The document discusses the aims and functions of tort law, including allocating responsibility for losses, compensation for injuries, and deterring harmful behavior. It notes tort law encompasses diverse situations from accidents to bad investment advice. While compensation is a main goal, tort law also serves purposes of vindication, deterrence, and addressing public concerns over corporate activities. No single theory can fully explain tort law, which acts as a catch-all for legal obligations.

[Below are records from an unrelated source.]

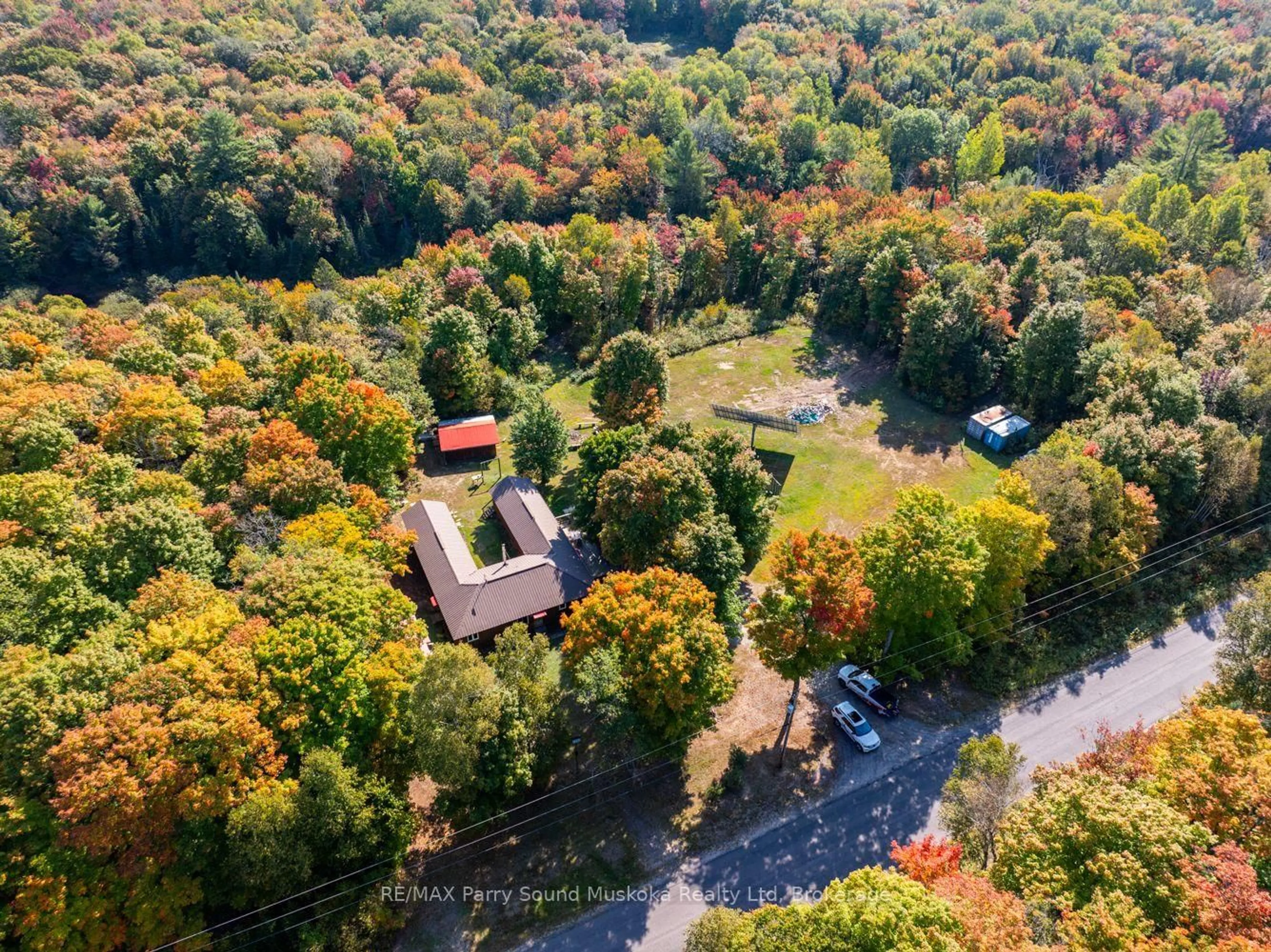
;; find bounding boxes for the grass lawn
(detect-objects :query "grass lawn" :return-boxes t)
[410,327,1009,582]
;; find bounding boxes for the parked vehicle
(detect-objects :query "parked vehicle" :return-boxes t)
[839,665,900,717]
[832,700,882,754]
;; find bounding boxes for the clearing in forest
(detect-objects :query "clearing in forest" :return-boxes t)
[409,327,1009,582]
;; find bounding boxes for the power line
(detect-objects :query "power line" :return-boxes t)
[213,520,1262,952]
[895,525,1262,665]
[202,760,696,952]
[161,503,1271,952]
[179,676,854,952]
[861,502,1271,669]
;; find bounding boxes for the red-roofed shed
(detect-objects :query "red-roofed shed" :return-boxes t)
[437,414,498,461]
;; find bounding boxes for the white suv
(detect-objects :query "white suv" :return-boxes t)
[832,700,882,754]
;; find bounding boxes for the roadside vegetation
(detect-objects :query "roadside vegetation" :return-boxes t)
[685,705,1271,952]
[0,0,1271,952]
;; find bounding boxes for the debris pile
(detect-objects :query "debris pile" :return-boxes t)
[785,401,834,426]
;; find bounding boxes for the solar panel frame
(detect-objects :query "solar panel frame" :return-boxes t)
[711,403,798,433]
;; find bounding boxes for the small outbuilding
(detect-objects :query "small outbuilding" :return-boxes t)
[966,404,1032,452]
[437,413,498,463]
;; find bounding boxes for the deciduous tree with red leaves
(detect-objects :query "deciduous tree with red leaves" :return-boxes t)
[749,529,874,755]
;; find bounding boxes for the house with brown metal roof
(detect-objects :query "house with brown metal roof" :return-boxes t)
[401,477,595,642]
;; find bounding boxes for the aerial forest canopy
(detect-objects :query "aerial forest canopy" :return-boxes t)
[0,0,1271,951]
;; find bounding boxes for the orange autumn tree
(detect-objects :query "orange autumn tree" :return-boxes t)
[891,834,1037,952]
[749,529,874,755]
[890,834,962,886]
[562,567,733,742]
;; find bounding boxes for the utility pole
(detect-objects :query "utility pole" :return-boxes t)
[777,678,799,770]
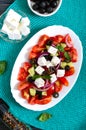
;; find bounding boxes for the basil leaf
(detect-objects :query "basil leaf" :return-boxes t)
[56,45,64,52]
[38,113,52,122]
[0,61,7,75]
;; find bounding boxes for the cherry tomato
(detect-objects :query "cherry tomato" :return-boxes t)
[36,96,52,105]
[38,34,49,47]
[65,34,73,47]
[54,80,62,92]
[58,77,69,86]
[17,67,28,81]
[21,88,30,100]
[65,67,75,76]
[32,45,44,53]
[23,62,32,71]
[69,48,78,62]
[29,51,38,59]
[18,81,30,91]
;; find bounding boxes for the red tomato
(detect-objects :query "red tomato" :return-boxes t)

The document discusses the aims and functions of tort law, including allocating responsibility for losses, compensation for injuries, and deterring harmful behavior. It notes tort law encompasses diverse situations from accidents to bad investment advice. While compensation is a main goal, tort law also serves purposes of vindication, deterrence, and addressing public concerns over corporate activities. No single theory can fully explain tort law, which acts as a catch-all for legal obligations.
The document discusses the aims and functions of tort law, including allocating responsibility for losses, compensation for injuries, and deterring harmful behavior. It notes tort law encompasses diverse situations from accidents to bad investment advice. While compensation is a main goal, tort law also serves purposes of vindication, deterrence, and addressing public concerns over corporate activities. No single theory can fully explain tort law, which acts as a catch-all for legal obligations.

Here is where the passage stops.